Über Land und Meer No. 7. Allgemeine Illistrirte Zeitung. Suttgart, November 1869.

Münchener Künstlerbilder (1871)

Carl von Piloty,
Historienmaler.

Es war am 1. October des Jahres 1826, als Carl Theodor Piloty in München geboren wurde. Allem Anschein nach stammt seine Familie aus Italien, wenigstens kam noch zu Ende des verflossenen Jahrhunderts ihr Name im Venetianischen vor. Sein Großvater war Schauspieler am Münchener Hof-und National-Theater, sein Vater der bekannte Lithograf Ferdinand Piloty, welcher, am 28. August 1786 in Homburg vor der Höhe in der bayerischen Rheinfalz geboren, früh nach München übersiedelte und sich dort zuerst unter des trefflichen M. Kellerhoven Leitung in noch sehr jugendlichen Jahren der Kunst widmete. Später besuchte er die Akademie und erfreute sich der Unterstützung des Galerie-Directors von Männlich. Die neuerfundene Kunst der Lithografie zog ihn lebhaft an und er widmete sich mit ausschließlicher Vorliebe der weiteren Vervollkommnung und Weiterbildung derselben.

In einem Hause, wie das Ferdinand Piloty’s, dessen ganze Lebensthätigkeit der Kunst zugewendet war, konnte ein Talent, das sich schon in frühester Jugend unzweifelhaft darlegte, nicht unbeachtet bleiben, und der kleine Carl ward schon im zartesten Kindesalter, umgeben von Werken der Kunst und künstlerischen Bestrebungen, auf seinen künftigen Beruf hingelenkt. Er war beweglichen Sinnes, begabt mit einer leicht erregbaren und immer vielseitig angeregten Fantasie, nahm ebenso leicht äußere Eindrücke in sich auf wie er sie dauernd festhielt.

Das Leben von Kindern, welche in der Stadt erzogen werden, ist im Verhältniß zu den Landkindern ein nur wenig bewegtes und ohne den Reiz des Wechsels, der im Umhertreiben in Wald und Feld, über Berg und Thal immer gegeben ist. So war denn auch Carl’s Jugend ziemlich eintönig, aber bereits verklärt durch das Licht der Kunst, welches sein väterliches Haus durchstrahlte. Wahre Festtage waren ihm die Zeit des Aufenthalts bei einem als Forstmann in der Nähe von München lebenden Oheim, der ihm die Freuden der Jagd erschloß.

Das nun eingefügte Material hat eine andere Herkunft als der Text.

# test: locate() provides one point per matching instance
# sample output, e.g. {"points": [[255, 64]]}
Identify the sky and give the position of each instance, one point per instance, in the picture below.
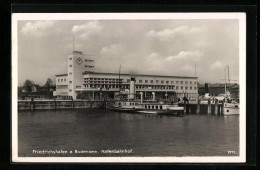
{"points": [[158, 47]]}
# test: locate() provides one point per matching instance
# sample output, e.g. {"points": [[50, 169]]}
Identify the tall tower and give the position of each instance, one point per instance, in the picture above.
{"points": [[77, 64]]}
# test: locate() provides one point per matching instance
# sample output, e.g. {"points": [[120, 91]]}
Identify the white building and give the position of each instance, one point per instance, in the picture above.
{"points": [[82, 82]]}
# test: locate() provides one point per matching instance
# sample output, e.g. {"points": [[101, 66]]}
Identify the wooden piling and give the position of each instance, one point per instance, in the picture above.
{"points": [[222, 107], [209, 106], [32, 104], [55, 106], [185, 107], [198, 107], [72, 103], [216, 107]]}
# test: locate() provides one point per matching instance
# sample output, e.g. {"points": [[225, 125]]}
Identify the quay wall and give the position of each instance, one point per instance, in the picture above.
{"points": [[189, 108], [58, 104]]}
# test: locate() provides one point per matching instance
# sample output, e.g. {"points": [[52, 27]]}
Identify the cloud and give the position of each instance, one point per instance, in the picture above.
{"points": [[112, 50], [153, 56], [216, 65], [37, 27], [87, 29], [167, 34], [195, 55], [187, 68]]}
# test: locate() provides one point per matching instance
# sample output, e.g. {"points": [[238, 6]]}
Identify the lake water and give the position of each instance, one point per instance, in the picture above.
{"points": [[100, 132]]}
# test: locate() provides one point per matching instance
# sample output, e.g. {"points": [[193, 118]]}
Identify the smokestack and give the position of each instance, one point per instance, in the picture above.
{"points": [[132, 89]]}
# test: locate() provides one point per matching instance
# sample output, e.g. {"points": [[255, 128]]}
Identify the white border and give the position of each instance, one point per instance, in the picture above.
{"points": [[132, 16]]}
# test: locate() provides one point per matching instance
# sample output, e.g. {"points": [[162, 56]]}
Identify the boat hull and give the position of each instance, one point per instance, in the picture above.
{"points": [[231, 111], [162, 112]]}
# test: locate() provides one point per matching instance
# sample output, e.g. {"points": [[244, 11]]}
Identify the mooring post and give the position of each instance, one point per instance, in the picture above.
{"points": [[216, 106], [54, 100], [72, 103], [222, 107], [32, 103], [198, 107], [185, 107], [209, 106]]}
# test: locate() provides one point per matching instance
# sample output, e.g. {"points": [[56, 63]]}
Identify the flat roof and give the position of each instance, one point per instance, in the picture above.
{"points": [[58, 75], [144, 75]]}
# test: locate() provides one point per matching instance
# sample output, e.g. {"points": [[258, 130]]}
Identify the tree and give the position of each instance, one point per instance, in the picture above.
{"points": [[28, 85]]}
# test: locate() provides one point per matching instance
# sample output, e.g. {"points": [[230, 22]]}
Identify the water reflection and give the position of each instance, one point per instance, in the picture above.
{"points": [[146, 134]]}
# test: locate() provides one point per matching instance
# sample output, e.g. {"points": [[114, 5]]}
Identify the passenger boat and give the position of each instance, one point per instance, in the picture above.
{"points": [[149, 107]]}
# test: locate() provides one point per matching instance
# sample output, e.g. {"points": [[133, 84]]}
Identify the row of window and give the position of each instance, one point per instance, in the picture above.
{"points": [[61, 86], [142, 87], [85, 60], [61, 80], [89, 66], [166, 81], [146, 81]]}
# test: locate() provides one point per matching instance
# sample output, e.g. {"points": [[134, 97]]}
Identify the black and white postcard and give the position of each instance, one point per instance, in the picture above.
{"points": [[129, 87]]}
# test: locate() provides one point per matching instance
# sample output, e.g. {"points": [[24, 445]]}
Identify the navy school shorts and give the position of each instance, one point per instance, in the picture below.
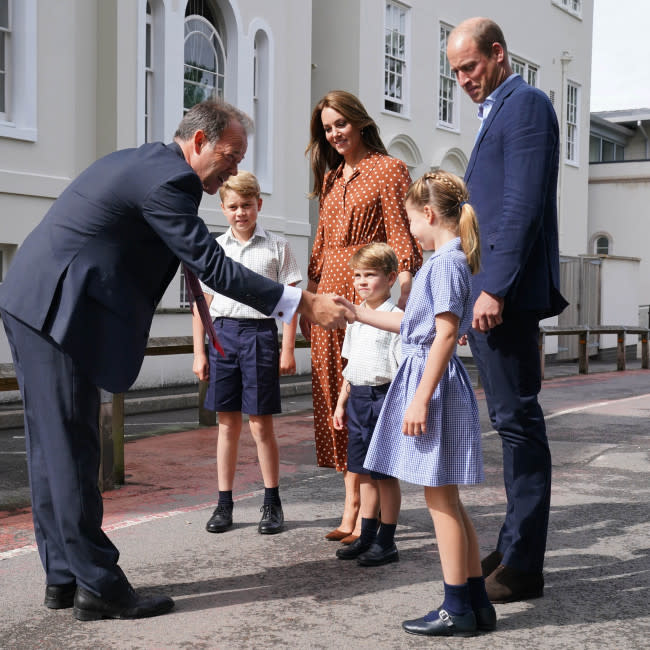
{"points": [[247, 379], [363, 407]]}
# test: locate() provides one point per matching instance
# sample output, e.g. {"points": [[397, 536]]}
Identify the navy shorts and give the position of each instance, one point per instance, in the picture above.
{"points": [[247, 379], [363, 407]]}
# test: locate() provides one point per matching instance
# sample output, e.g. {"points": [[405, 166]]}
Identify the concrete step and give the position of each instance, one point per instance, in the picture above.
{"points": [[155, 400]]}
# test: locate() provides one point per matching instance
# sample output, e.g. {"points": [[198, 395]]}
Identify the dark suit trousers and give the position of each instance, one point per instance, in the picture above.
{"points": [[508, 362], [63, 456]]}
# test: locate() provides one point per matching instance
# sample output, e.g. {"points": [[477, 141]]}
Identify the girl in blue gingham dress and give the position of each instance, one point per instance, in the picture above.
{"points": [[428, 430]]}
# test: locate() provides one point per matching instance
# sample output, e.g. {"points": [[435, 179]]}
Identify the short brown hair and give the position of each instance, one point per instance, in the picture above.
{"points": [[375, 256], [212, 117], [244, 183]]}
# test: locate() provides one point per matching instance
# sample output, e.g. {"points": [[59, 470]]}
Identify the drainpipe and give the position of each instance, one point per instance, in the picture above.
{"points": [[565, 59], [645, 135]]}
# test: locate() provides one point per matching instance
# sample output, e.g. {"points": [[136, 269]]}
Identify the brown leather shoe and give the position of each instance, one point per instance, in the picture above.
{"points": [[491, 562], [507, 585]]}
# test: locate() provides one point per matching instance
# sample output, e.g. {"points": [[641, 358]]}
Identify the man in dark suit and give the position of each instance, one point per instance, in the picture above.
{"points": [[512, 182], [77, 305]]}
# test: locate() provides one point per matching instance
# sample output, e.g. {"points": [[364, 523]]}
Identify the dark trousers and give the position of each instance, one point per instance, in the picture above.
{"points": [[63, 455], [508, 362]]}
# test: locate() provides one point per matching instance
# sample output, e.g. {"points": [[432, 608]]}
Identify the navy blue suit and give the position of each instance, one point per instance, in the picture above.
{"points": [[512, 182], [77, 305]]}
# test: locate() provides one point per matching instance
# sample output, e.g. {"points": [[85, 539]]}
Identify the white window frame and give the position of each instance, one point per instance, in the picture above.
{"points": [[215, 41], [573, 7], [447, 82], [572, 124], [527, 70], [19, 120], [396, 65]]}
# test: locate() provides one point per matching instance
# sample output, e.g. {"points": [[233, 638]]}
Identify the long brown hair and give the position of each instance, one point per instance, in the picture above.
{"points": [[322, 156], [447, 193]]}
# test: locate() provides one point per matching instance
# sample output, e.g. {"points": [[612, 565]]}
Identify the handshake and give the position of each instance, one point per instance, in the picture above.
{"points": [[328, 311]]}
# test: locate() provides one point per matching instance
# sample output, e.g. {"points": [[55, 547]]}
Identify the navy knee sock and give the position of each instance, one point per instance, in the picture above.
{"points": [[457, 600], [477, 594], [272, 496], [386, 535], [225, 498], [368, 530]]}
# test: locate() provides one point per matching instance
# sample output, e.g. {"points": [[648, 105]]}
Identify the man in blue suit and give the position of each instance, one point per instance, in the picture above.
{"points": [[512, 182], [77, 305]]}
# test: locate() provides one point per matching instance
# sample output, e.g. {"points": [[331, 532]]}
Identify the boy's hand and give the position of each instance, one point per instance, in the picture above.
{"points": [[287, 363], [339, 418], [201, 367]]}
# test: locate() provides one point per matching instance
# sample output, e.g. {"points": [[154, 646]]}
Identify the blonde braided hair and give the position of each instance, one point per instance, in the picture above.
{"points": [[448, 195]]}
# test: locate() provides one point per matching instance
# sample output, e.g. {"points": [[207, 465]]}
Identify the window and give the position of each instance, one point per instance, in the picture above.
{"points": [[526, 70], [571, 141], [572, 6], [448, 90], [148, 76], [18, 53], [604, 150], [602, 245], [204, 55], [5, 57], [395, 58]]}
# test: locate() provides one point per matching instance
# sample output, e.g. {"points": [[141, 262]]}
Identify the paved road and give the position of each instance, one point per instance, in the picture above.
{"points": [[243, 590]]}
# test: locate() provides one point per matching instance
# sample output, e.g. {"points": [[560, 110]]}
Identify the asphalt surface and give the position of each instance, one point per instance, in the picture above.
{"points": [[240, 589]]}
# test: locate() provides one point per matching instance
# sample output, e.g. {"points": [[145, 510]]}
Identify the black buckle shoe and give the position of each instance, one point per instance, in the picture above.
{"points": [[60, 596], [221, 520], [441, 623], [272, 521], [88, 607]]}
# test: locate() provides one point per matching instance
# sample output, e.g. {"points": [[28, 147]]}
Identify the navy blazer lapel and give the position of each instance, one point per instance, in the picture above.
{"points": [[511, 86]]}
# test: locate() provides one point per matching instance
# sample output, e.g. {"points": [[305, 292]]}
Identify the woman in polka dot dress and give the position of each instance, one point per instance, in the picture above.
{"points": [[361, 192]]}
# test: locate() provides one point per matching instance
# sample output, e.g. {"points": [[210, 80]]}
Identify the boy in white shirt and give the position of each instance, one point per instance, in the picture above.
{"points": [[247, 379], [373, 358]]}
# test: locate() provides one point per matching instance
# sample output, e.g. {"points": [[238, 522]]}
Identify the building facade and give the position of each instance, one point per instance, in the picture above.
{"points": [[80, 78]]}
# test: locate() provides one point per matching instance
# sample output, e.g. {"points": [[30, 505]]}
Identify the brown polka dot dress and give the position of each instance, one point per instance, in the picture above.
{"points": [[368, 207]]}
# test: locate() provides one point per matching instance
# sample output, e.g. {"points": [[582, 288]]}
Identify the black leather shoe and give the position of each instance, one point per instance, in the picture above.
{"points": [[88, 607], [507, 585], [354, 550], [442, 623], [272, 520], [491, 562], [376, 555], [221, 520], [60, 596], [486, 619]]}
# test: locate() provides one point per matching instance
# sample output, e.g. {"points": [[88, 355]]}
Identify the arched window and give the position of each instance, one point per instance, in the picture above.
{"points": [[602, 245], [262, 109], [204, 55]]}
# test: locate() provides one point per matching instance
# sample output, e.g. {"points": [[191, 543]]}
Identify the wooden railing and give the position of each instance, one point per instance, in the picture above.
{"points": [[583, 333]]}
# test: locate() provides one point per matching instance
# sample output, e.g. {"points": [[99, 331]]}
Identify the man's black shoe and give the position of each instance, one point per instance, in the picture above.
{"points": [[272, 520], [60, 596], [221, 520], [88, 607]]}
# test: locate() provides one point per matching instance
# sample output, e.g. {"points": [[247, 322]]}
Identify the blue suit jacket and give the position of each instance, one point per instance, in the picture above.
{"points": [[512, 182], [92, 272]]}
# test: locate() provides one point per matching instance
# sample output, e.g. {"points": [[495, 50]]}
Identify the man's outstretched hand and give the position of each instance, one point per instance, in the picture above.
{"points": [[324, 310]]}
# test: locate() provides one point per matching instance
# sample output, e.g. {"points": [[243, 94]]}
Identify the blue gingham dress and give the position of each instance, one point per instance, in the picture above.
{"points": [[449, 453]]}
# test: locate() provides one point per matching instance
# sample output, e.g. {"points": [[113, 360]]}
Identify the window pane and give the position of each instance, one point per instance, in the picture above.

Sein Vater ward auch sein erster Lehrer in der Kunst und gab sich dem Unterricht mit einem Eifer und einer Ausdauer hin, welche um so ungewöhnlicher erscheinen, als er selbst mit Arbeit überhäuft war. Der Sohn aber dankte ihm durch einen für sein Alter vielleicht unerhörten Fleiß und die raschesten Fortschritte, die es bald erlaubten, zum Zeichnen nach dem Runden überzugehen, wobei der Vater immer wieder mit erprobtem Rathe zur Seite stand. Nebenbei übte der lernbegierige Schüler durch Anschauung der vorzüglichsten Werke der Pinakothek sein Auge. In einem Alter von 14 Jahren besuchte er schon die Akademie, ohne durch das, was er dort sah und lernte, in hohem Grade befriedigt zu werden. Dadurch erklärte sich auch, daß er nach ziemlich kurzer Zeit austrat, um jedoch nachträglich wieder dahin zurückzukehren.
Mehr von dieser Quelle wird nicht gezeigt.